Public opposition to the plan was led by a group called Americans for Prosperity, which delivered 400,000 signatures on a petition to the Senate opposing the measure. As the group says in a statement at its
http://www.NoStimulus.com website:
We lost. But we put up a heckuva fight!
We turned what was supposed to sail through with 80 votes and no controversy into a bloody knock-down, drag-out fight.
We showed that Americans won't passively sit by while our future is plundered. Just the fact that the bill shrank in conference committee -- they almost always grow -- showed that we had an impact.
Who is Americans for Prosperity? According to SourceWatch.org, the group was founded in 2003 with money from the Charles G. Koch Charitable Foundation, which is run by the billionaires behind Kansas-based Koch Industries -- the national's largest privately held oil and gas company. Media Transparency reports that the group gets substantial financial support from the Claude R. Lambe Charitable Foundation, another one of the Koch family foundations.
Why would an organization funded by oil and gas interests be hostile to the economic stimulus plan?
Could it be the $50 billion the bill offers for more sustainable energy alternatives?
Among other things, the stimulus bill allocates $5 billion to weatherize more than a million modest-income homes and another $6.3 billion to install energy-saving insulation, windows and furnaces in federally funded housing projects, USA Today reports. It also offers a tax credit of up to $7,500 for families that buy plug-in hybrid cars, and includes $500 million for green jobs training.
Americans for Prosperity has long worked against any government efforts to tackle climate disruption by promoting more sustainable energy. Last year we reported on the group's "Hot Air Tour," which featured a hot-air balloon that traveled around the country with a message challenging what AFP dismisses as "global warming alarmism."
The organization is currently running TV ads in Virginia criticizing state efforts to address climate change. Last week, Gov. Tim Kaine signed a pact with the U.K., agreeing to work to reduce greenhouse gas emissions, research renewable energy and raise public awareness about climate change. Kaine has also championed legislation creating renewable energy tax credits and promoting the use of alternative fuels.

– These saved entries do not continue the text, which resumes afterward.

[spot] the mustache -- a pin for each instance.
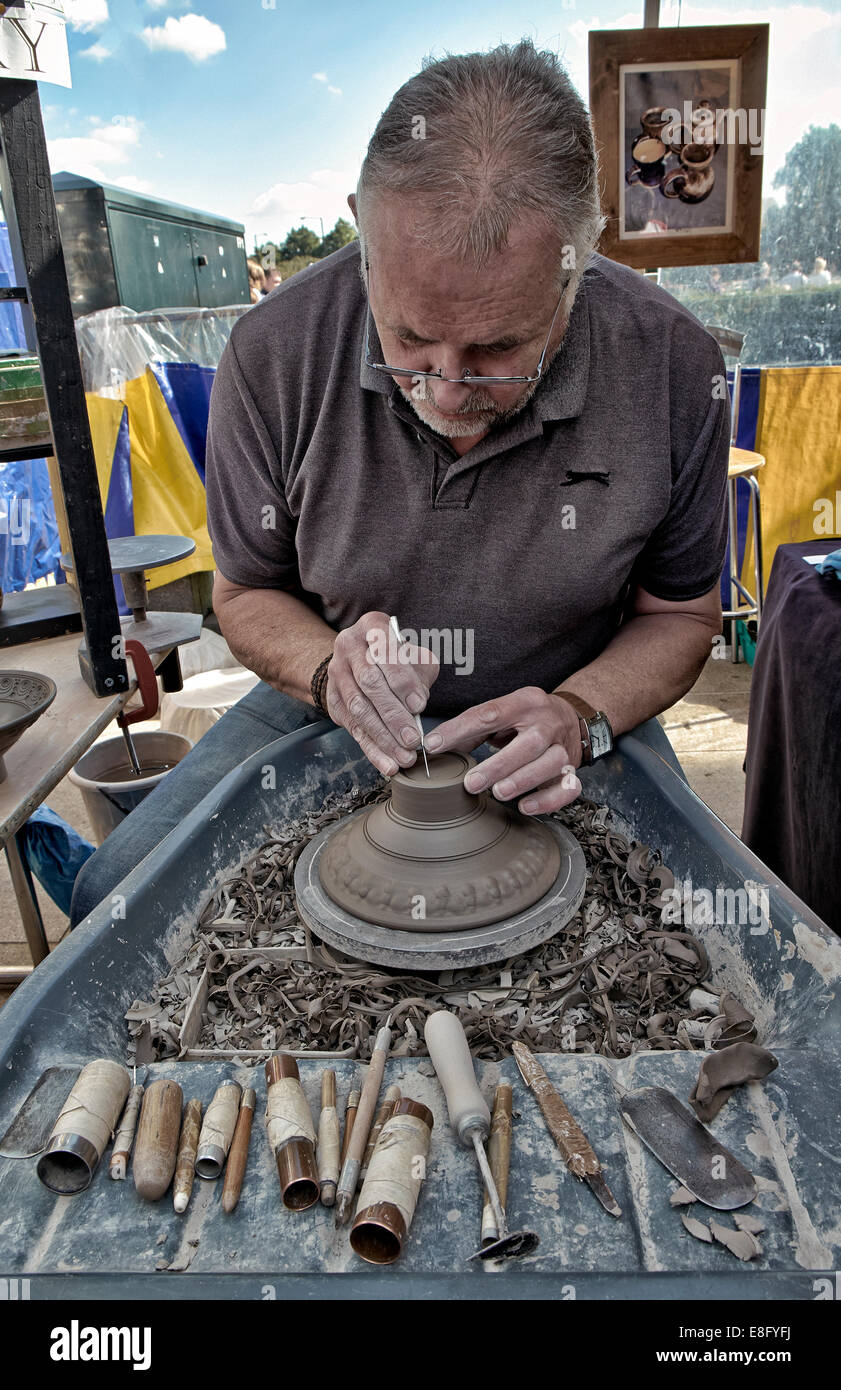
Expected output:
(478, 399)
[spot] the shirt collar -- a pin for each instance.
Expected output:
(562, 392)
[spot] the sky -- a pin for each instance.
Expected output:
(260, 110)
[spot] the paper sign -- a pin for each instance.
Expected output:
(35, 47)
(49, 10)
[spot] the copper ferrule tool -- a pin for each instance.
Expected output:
(378, 1232)
(298, 1171)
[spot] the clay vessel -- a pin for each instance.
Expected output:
(437, 858)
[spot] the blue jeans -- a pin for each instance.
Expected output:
(257, 719)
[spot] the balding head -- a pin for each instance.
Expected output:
(483, 143)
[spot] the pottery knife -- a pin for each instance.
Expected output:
(572, 1141)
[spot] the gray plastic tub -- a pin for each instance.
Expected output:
(104, 1241)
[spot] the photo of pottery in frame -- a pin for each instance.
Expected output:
(679, 117)
(677, 173)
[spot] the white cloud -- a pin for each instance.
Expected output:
(98, 52)
(284, 206)
(321, 77)
(86, 14)
(102, 153)
(192, 34)
(136, 185)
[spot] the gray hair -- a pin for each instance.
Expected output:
(487, 139)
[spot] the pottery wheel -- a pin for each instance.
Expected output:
(435, 877)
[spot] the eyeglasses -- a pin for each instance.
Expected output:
(467, 377)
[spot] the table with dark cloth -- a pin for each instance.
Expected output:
(793, 794)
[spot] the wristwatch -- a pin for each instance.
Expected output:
(597, 736)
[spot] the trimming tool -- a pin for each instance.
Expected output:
(362, 1125)
(395, 628)
(471, 1121)
(570, 1139)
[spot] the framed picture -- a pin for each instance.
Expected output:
(679, 118)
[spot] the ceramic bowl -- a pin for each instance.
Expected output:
(24, 695)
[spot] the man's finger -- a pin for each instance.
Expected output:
(384, 704)
(508, 781)
(466, 730)
(552, 797)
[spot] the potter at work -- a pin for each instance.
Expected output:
(438, 421)
(424, 972)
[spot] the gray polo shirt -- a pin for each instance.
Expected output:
(519, 555)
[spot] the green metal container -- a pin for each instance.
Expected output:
(125, 248)
(22, 406)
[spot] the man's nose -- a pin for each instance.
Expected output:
(449, 395)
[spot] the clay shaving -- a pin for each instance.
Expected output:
(613, 982)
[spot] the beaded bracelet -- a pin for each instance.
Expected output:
(319, 683)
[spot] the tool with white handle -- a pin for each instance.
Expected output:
(471, 1121)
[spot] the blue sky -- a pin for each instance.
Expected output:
(262, 111)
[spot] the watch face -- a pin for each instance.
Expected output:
(599, 737)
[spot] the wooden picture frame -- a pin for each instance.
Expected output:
(692, 198)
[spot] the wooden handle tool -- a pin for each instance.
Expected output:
(156, 1146)
(125, 1134)
(499, 1157)
(185, 1166)
(349, 1122)
(328, 1146)
(362, 1126)
(389, 1100)
(238, 1154)
(471, 1121)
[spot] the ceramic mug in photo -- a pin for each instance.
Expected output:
(655, 120)
(687, 184)
(648, 154)
(679, 138)
(697, 156)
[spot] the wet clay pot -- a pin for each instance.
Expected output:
(435, 858)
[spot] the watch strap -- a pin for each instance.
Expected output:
(581, 706)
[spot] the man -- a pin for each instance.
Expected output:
(473, 423)
(273, 280)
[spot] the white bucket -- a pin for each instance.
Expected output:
(106, 801)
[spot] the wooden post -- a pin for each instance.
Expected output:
(39, 266)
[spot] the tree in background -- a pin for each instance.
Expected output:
(341, 235)
(300, 242)
(808, 223)
(303, 246)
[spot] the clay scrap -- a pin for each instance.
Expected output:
(723, 1072)
(613, 982)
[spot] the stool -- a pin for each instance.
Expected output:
(745, 464)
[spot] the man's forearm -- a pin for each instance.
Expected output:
(275, 635)
(651, 663)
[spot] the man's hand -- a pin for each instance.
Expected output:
(540, 748)
(376, 685)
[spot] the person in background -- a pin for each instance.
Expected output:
(256, 281)
(820, 274)
(795, 278)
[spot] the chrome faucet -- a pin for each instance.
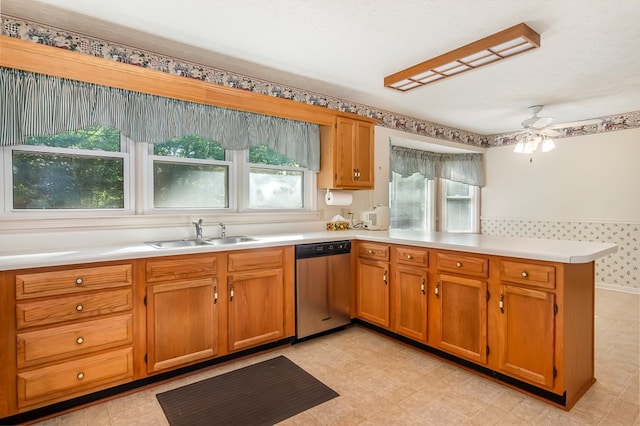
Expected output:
(198, 225)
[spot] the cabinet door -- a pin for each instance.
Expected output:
(410, 307)
(363, 154)
(463, 316)
(182, 322)
(373, 292)
(526, 335)
(256, 308)
(344, 152)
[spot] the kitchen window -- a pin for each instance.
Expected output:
(433, 191)
(189, 173)
(72, 172)
(96, 169)
(433, 205)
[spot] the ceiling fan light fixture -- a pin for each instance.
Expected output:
(510, 42)
(548, 144)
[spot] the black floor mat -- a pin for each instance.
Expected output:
(260, 394)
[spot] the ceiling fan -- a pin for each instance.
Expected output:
(539, 132)
(536, 130)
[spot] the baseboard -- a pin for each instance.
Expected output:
(620, 288)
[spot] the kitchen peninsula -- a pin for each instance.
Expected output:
(519, 311)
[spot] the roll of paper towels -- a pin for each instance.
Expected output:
(338, 198)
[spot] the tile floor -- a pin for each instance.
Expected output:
(381, 382)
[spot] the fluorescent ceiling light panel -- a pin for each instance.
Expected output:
(517, 39)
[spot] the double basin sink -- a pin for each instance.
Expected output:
(237, 239)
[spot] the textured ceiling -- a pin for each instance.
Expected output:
(588, 65)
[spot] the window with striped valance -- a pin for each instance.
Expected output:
(463, 168)
(38, 105)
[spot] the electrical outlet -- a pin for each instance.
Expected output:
(346, 213)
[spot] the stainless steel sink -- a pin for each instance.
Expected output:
(236, 239)
(200, 242)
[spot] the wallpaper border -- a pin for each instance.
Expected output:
(51, 36)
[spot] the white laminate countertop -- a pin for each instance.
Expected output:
(525, 248)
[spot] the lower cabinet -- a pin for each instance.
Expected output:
(526, 335)
(182, 311)
(373, 276)
(409, 292)
(260, 297)
(461, 316)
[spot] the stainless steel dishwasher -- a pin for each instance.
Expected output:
(323, 287)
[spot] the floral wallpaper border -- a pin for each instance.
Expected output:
(620, 270)
(50, 36)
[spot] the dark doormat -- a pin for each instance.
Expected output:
(260, 394)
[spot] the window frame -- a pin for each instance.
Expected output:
(437, 204)
(474, 197)
(126, 153)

Here's the text for one of the Virginia ads titled "Tell Congress Not to Waste Our Money," which makes clear Americans for Prosperity's hostility to government support for more sustainable forms of energy:
MAN: OK, we're in a recession.
Times are tough and jobs are scarce.
Congress talks about economic recovery, but what are they doing?
Spending billions of taxpayer dollars in the name of global warming and green energy.
Who is going to bail us out and pay our bills? Instead, they will:
... Make energy more expensive
... cost us more to heat our homes
... and regulate our local businesses and our jobs out of existence
No thanks. Congress should stop wasting their time and focus on real problems.
ANNONC (VO): Isn't it time Congress listened to the rest of us and got its science and priorities straight.
Paid for by Americans for Prosperity
One of the directors of Americans for Prosperity is North Carolina millionaire businessman and former state legislator Art Pope. He funds a network of pro-business think tanks that was behind an effort to scuttle efforts to address global warming in North Carolina, as we reported in our 2007 Facing South investigation titled "Hostile Climate."Americans for Prosperity has also been active on labor issues in North Carolina, where it's fighting the Employee Free Choice Act, which would make it easier for workers unionize. This week the N.C. NAACP held a press conference to highlight the fact that the group is a front for big business.
Interestingly, Obama Press Secretary Robert Gibbs said the president chose Colorado as the place to sign the stimulus legislation into law "to highlight some of the investments to put people back to work -- particularly clean-energy jobs."